Eastern Europe, Caucasus and Central Asia, Institutional reforms, privatization, CASE Reports, CASE Network Studies and Analyses

Privatization in Mongolia

Introduction

In 1990 the public sector in Mongolia, as in other post-communist countries, accounted for about 90 percent of the gross domestic product (GDP). With a view to reducing this share, the government adopted a sweeping privatization program in mid- 1991. The State Privatization Commission (SPC) was created to oversee the privatization program and placed under the responsibility of the Deputy Prime Minister. Parliament then passed a wide range of laws and regulations to improve the legal basis for capital ownership.

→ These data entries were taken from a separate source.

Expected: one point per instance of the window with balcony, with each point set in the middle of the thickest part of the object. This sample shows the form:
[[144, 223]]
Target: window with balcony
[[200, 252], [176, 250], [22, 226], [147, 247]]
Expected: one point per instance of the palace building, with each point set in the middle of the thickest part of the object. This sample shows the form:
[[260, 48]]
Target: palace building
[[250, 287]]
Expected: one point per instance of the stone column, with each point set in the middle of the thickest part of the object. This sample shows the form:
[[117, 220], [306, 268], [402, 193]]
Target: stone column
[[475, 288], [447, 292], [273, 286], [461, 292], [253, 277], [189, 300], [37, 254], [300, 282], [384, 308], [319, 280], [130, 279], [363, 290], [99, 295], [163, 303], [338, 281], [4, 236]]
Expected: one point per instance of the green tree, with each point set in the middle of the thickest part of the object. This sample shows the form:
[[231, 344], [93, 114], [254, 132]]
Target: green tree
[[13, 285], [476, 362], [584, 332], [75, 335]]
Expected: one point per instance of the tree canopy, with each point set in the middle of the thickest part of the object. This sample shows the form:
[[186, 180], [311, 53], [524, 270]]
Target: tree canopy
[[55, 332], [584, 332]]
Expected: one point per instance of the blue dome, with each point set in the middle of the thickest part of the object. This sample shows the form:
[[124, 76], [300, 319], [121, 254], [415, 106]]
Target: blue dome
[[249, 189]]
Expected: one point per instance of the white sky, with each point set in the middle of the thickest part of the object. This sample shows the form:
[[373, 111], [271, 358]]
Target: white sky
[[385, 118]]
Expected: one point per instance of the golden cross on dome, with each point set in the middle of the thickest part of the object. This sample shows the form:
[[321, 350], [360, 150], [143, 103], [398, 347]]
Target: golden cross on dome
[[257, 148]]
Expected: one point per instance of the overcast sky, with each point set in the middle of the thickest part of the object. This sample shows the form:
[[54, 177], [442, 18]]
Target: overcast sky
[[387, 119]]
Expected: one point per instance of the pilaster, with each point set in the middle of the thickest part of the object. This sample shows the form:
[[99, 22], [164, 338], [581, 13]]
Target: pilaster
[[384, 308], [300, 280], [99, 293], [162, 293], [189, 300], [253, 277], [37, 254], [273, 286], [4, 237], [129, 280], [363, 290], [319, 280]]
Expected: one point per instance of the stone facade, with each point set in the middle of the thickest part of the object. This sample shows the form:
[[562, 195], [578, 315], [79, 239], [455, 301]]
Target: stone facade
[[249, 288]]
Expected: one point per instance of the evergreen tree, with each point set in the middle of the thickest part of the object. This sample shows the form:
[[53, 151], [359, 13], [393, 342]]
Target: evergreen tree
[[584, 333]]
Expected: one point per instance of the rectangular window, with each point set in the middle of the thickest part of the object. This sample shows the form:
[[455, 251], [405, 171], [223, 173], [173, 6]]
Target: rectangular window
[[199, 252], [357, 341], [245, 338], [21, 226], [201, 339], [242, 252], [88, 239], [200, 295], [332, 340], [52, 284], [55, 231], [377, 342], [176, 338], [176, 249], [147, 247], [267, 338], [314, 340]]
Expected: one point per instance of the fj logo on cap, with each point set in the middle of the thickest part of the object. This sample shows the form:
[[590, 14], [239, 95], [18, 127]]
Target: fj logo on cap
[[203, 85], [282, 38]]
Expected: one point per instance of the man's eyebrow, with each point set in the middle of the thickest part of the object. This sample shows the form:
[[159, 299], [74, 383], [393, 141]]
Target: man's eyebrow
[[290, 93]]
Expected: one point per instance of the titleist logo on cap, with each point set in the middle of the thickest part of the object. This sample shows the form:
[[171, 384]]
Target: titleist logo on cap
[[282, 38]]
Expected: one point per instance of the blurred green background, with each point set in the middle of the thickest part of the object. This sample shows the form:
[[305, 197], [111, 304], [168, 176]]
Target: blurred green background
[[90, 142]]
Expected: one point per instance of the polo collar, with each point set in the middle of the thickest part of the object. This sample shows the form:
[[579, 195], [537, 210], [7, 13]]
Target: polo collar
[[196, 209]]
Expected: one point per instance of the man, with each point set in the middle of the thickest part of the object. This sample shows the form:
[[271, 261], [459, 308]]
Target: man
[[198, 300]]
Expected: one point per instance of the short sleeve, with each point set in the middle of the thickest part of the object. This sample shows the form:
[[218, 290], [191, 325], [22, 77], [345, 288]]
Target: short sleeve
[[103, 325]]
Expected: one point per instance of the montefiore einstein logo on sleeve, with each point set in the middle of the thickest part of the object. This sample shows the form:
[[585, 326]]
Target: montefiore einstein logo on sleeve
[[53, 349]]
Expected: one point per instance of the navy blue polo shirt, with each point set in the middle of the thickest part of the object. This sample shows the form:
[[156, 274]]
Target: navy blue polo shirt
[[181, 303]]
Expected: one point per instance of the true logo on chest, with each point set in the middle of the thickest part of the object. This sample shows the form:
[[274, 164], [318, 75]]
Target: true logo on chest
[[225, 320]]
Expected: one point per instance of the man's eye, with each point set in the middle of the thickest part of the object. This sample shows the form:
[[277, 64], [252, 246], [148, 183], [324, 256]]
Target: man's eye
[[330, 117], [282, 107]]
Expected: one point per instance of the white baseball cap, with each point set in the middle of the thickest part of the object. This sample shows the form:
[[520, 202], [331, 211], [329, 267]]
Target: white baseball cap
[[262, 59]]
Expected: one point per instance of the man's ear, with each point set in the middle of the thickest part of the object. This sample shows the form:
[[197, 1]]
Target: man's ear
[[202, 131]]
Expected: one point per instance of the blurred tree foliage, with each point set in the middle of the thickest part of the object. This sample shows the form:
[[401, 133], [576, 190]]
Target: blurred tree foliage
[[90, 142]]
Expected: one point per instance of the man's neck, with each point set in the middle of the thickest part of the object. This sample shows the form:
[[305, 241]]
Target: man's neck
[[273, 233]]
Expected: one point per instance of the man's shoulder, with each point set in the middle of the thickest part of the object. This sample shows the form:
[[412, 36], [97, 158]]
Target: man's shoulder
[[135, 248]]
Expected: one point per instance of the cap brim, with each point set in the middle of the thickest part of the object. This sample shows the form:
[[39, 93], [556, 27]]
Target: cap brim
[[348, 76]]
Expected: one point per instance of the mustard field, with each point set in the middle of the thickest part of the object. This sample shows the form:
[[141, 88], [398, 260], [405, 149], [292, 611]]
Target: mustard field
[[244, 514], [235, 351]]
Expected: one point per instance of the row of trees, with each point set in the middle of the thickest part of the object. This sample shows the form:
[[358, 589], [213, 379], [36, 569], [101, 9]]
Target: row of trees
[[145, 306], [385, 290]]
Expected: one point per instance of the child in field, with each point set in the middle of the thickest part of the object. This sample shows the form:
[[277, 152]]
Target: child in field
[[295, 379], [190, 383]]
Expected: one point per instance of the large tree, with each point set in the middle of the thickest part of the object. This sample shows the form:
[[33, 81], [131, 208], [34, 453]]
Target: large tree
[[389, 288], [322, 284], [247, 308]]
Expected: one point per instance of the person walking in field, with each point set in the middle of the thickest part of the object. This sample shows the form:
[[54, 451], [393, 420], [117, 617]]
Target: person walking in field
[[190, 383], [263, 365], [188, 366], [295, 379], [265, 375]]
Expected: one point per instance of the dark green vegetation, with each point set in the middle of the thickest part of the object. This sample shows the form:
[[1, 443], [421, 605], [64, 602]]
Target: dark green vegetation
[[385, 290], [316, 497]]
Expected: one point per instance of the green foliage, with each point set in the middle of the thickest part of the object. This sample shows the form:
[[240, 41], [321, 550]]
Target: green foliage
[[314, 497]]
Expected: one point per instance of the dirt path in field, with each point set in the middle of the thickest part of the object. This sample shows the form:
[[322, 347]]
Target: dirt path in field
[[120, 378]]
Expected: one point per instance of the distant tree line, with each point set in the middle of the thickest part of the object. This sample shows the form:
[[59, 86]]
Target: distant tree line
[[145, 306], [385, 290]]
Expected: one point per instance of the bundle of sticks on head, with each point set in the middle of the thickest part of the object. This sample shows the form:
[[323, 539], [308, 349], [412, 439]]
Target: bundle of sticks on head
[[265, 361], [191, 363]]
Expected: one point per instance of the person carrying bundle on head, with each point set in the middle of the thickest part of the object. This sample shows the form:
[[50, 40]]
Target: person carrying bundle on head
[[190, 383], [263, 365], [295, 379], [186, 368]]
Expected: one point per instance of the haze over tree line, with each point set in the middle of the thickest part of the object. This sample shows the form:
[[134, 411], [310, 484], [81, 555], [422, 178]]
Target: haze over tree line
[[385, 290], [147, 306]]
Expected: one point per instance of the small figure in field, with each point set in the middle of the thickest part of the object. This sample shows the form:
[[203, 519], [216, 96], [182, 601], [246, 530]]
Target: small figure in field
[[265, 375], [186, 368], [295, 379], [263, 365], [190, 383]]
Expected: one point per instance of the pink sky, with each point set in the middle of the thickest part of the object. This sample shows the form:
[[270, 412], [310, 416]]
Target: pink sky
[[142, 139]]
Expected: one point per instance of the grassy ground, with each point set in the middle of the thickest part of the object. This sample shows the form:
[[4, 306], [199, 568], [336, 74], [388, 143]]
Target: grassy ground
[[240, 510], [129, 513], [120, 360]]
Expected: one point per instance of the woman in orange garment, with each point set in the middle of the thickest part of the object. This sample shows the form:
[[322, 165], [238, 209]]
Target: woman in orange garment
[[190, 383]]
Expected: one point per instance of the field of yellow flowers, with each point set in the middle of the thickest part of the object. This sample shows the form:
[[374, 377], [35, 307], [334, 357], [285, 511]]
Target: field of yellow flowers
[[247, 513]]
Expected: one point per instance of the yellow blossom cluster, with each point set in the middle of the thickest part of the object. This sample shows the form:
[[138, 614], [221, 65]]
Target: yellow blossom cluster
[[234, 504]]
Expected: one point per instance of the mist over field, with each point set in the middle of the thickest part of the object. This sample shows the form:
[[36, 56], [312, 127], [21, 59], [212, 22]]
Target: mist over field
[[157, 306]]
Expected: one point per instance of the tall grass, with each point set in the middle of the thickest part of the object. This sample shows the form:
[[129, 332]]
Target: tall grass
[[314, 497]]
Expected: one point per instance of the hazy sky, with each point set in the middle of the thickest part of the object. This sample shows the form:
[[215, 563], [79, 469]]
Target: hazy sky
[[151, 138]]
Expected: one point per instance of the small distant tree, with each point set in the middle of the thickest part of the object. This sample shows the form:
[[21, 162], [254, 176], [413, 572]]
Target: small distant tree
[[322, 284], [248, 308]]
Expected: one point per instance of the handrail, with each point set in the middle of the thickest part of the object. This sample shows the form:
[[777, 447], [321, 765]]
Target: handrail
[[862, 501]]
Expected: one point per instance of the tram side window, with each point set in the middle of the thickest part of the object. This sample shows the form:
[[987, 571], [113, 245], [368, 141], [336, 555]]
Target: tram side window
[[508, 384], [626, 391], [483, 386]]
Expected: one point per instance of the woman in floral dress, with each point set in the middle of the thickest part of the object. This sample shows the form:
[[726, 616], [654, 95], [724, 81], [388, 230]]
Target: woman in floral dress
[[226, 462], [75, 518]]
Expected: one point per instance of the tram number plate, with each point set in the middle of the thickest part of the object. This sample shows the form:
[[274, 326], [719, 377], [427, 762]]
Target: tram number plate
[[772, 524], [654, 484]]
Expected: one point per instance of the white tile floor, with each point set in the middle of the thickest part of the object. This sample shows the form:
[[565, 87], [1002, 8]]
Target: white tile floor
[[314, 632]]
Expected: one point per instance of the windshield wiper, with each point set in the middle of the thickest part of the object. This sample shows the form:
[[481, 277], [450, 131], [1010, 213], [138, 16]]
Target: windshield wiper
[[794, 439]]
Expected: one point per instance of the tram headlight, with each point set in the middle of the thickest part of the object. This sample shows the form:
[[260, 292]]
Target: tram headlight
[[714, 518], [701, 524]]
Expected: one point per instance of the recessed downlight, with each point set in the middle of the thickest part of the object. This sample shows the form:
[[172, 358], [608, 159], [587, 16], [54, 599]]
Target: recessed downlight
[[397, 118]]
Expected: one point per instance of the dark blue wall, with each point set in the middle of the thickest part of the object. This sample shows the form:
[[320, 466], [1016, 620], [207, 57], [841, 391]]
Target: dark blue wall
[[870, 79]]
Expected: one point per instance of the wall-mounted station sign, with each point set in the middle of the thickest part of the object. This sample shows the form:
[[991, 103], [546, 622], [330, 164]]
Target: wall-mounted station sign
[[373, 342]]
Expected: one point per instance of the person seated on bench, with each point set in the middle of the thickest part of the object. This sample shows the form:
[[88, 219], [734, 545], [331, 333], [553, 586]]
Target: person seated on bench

The Privatization and Companies Law was passed in June 1991. A stock exchange was created a few months later, in 1992, although a secondary market in equities did not emerge until 1995. The Foreign Investment Law was enacted in July 1993 to provide liberal provisions for profit remittance, tax holidays, and exemptions from customs duties and sales taxes. The Securities Law was passed in June 1994 as a basis for a secondary market trading of shares; and legislation to clarify land ownership and other rights was enacted in November 1994. The privatization of thestate owned enterprises was regarded as “the center of the reform program,” and many senior government officials regarded this as the most important achievement of the reform process. The same priority was given to price liberalization.